Analogy for Aitken Relaxation
Aitken relaxation is like "balancing a seesaw." If one side pushes too hard, the other side flies up, and the recoil causes it to push too hard again—Aitken relaxation automatically adjusts the pushing force to suppress this oscillation. It is an adaptive method that automatically adjusts the next correction amount based on the previous correction amount when coupling iterations oscillate and fail to converge.
Practical Guide
Analysis Procedure
What is the procedure for conducting slamming analysis in practice?
A two-stage approach is common.
Phase 1: Full Ship Seakeeping Analysis
- Calculate ship motions using potential flow BEM or CFD
- Identify slamming occurrence conditions (relative velocity, relative displacement)
Phase 2: Local Slamming Analysis
- Extract impact velocity and angle from Phase 1 results
- Calculate impact pressure and structural response using local CFD-FSI or SPH-FEM
Why separate into two stages?
Because ensuring spatiotemporal resolution for slamming at the full ship scale would lead to astronomical computational costs. Phase 1 identifies "when, where, and at what speed" the impact occurs, and Phase 2 analyzes only that local event with high precision.
Verification Data
Are there benchmark problems available for verification?
The water impact problem for wedge shapes is standard.
| Benchmark | Shape | Verification Target |
|---|---|---|
| Wagner theory | 2D wedge | Impact pressure distribution |
| Zhao & Faltinsen experiment | 2D wedge (β=30°) | Pressure time history |
| Aarsnes elastic wedge | 2D elastic panel | FSI response |
| Luo experiment | 3D bow section | 3D pressure distribution |
Container Ship "Whipping"—The Entire Ship Shakes After Slamming
Immediately after slamming occurs, the entire hull vibrates longitudinally like a plucked guitar string, a phenomenon called "whipping." For large container ships, the natural period is about 2~4 seconds, and bending stress spikes of several hundred MPa repeat 5~10 times at the ship's midsection after slamming. In the 2013 MOL Comfort sinking accident (where a container ship broke in two), it was suggested that this whipping stress may have exceeded design assumptions. Following this accident, the International Association of Classification Societies (IACS) revised regulations to explicitly incorporate whipping stress into container ship design criteria (UR S11A). This was a turning point where slamming-whipping coupled analysis became essential for design.
Analogy for Analysis Flow
Have you ever inflated a balloon? In that moment, a sophisticated fluid-structure interaction is actually happening. Internal air pressure (fluid) pushes and expands the rubber wall (structure)→the expanded wall changes the internal pressure distribution→the changed pressure further deforms the wall... Repeating this catchball at each computational step is FSI analysis.

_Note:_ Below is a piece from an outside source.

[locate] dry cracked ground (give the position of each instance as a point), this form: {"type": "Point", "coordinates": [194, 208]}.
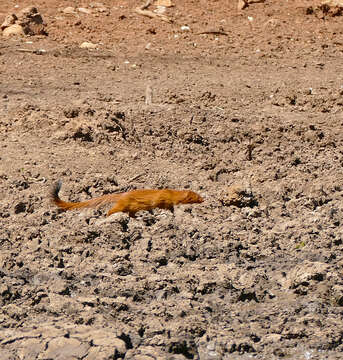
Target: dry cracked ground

Common Pitfalls for Beginners
"One-way coupling should be enough, right?"—This misjudgment is the most dangerous in coupled analysis. If structural deformation is微小, one-way may indeed suffice. However, in cases like heart valve opening/closing where deformation significantly changes the flow path, one-way coupling is completely inadequate. A rule of thumb is "whether deformation exceeds 1% of the characteristic length." If it does, bidirectional coupling is mandatory. If you settle for one-way, the result can be "plausible but actually completely wrong"—this is the scariest pattern.
Thinking About Boundary Conditions
Data exchange at the coupling interface is like "border control." Each country (physical field) has its own laws (governing equations), but if the exchange of people and goods (force, temperature, displacement) at the border (interface) is not managed accurately, the economies (energy balance) of both countries collapse. Interpolation when meshes don't match is like a "translator"—the smaller the mistranslation (interpolation error), the better the result.
Software Comparison
Tool Comparison
What software is suitable for slamming analysis?